Scared that someone would come along, particularly the woman standing at the entrance of the building, I paced the length of the chain struggling to make out names as far as I could, squinting my eyes. I made a preliminary attempt to go around the chain but thought better of it, and returned to where I’d stood. Extremely frustrated to be so close, and yet so far, I tiptoed back to peek at the audience still seated on the other side of the wall from where I was. Hurrying back I sucked in my breath, passed around the chain and raced with determination through the narrow hall, glancing furiously at all the bronze plaques. At the other end was a smaller, separate room where “Gone with the Wind’s” famous director David O’Selznick was buried. Slowly retracing my steps I almost leapt out of my skin with joy, for in front of me were the names of Clark Gable and his wife Carole Lombard. I was in Heaven, absolute Heaven! I raced back out to where I’d left my husband, heart pounding, grinning from ear to ear. He, of course, was not surprised at my antics, but playfully scolded me nonetheless.

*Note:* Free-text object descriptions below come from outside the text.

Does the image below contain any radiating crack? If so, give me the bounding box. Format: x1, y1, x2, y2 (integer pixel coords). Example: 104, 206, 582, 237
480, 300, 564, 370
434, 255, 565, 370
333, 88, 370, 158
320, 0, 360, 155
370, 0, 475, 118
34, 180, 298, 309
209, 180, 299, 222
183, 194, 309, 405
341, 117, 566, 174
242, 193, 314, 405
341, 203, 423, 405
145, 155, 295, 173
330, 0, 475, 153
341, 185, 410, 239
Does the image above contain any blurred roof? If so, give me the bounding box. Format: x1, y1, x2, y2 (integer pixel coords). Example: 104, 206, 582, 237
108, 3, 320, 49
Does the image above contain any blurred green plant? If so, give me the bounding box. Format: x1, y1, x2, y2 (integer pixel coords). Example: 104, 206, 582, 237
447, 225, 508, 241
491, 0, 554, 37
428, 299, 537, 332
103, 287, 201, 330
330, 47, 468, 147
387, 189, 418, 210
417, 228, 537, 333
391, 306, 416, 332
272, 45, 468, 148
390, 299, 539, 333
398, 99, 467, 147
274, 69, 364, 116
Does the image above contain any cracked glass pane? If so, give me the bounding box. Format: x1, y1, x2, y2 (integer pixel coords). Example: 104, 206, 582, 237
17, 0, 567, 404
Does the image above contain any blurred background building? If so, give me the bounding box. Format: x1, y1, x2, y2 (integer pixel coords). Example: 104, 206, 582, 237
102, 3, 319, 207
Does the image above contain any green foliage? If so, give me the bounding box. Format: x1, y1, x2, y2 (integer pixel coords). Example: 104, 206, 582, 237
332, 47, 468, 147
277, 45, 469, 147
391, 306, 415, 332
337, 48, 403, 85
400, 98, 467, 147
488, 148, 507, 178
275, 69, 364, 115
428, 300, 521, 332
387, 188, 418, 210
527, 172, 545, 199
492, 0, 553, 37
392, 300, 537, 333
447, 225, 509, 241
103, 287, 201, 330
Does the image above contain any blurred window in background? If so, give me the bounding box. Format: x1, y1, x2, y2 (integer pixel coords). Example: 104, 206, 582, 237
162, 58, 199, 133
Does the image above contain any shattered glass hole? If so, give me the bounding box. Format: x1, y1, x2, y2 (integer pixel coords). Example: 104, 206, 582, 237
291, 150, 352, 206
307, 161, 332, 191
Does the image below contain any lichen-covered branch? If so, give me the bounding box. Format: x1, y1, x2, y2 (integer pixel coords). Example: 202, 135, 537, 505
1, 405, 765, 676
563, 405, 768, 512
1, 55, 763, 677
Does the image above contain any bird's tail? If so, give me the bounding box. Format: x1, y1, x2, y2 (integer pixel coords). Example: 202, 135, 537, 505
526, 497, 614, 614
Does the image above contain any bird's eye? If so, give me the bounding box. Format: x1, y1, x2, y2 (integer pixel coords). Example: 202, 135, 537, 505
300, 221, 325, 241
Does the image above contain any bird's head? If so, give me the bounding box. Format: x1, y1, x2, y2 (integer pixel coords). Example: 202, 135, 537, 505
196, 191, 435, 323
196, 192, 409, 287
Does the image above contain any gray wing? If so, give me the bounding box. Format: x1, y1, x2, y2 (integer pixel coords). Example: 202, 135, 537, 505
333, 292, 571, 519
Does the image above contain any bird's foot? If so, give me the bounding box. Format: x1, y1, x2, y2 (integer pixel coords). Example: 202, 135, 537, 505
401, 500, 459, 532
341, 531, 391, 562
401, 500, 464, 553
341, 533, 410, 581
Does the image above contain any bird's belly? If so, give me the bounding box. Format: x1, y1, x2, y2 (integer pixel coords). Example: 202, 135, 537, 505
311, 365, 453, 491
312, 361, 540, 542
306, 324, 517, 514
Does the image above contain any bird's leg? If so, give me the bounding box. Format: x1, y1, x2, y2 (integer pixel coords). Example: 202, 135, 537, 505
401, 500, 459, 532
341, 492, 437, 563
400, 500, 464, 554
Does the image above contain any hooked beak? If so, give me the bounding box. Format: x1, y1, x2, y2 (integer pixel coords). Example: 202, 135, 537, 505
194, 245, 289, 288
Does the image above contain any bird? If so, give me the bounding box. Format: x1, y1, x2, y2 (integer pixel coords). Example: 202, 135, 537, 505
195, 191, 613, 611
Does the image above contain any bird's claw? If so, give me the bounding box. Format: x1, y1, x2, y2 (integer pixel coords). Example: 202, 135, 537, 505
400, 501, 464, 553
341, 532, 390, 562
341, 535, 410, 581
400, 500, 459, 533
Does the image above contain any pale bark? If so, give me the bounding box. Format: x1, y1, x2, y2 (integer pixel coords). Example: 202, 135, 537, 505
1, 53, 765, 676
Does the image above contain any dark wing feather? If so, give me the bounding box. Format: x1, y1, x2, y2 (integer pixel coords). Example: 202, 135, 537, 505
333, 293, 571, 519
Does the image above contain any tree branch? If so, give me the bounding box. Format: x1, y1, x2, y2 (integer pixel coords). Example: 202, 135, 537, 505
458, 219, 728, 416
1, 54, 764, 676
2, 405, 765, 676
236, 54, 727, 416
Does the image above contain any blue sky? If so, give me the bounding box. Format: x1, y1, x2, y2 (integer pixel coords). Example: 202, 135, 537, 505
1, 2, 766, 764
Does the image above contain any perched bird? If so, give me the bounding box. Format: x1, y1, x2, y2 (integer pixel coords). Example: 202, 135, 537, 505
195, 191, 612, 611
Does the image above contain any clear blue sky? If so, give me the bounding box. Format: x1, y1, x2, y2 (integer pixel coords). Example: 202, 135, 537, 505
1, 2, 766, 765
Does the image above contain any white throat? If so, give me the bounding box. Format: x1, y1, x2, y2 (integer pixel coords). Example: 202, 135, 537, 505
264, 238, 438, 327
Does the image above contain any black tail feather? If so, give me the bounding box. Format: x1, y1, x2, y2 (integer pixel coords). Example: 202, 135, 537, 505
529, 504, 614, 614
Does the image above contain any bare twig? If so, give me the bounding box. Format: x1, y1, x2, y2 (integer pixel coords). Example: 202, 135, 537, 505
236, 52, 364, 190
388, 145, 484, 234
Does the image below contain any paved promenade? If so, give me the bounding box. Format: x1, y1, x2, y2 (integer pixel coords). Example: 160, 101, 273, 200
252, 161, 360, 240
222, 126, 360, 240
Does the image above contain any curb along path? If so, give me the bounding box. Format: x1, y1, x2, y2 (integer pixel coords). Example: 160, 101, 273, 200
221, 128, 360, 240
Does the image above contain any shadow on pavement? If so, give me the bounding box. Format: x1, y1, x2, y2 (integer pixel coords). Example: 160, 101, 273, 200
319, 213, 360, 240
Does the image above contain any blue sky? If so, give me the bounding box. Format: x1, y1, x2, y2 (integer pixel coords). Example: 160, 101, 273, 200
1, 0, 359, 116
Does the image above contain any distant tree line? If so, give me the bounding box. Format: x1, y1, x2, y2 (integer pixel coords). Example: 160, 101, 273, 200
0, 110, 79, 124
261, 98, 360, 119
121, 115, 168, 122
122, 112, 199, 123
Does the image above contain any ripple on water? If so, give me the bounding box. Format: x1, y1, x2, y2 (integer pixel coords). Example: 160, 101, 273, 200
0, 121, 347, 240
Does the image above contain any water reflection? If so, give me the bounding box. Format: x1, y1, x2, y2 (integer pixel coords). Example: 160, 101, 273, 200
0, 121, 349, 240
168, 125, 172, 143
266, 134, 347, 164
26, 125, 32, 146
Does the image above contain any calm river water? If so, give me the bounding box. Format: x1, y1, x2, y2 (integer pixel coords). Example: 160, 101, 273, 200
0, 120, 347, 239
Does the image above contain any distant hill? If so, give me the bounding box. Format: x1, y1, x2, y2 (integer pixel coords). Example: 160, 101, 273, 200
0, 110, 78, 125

As we all moved to leave the building I stopped at the nearby Sanctuary of Benediction where I could see, leaning over the chain this time, the crypts of Red Skelton and Sid Grauman (of Grauman’s Chinese Theatre). I was unable to see around a wall to the crypts of Jean Harlow and others, who were mentioned in Alleman’s book. During the few hours I was at Forest Lawn, I felt I’d made a special trip to Heaven to meet some of my favorite Hollywood movie stars.

Except for the traffic, I had a “maavalous” birthday,“daahhling”…hugmamma.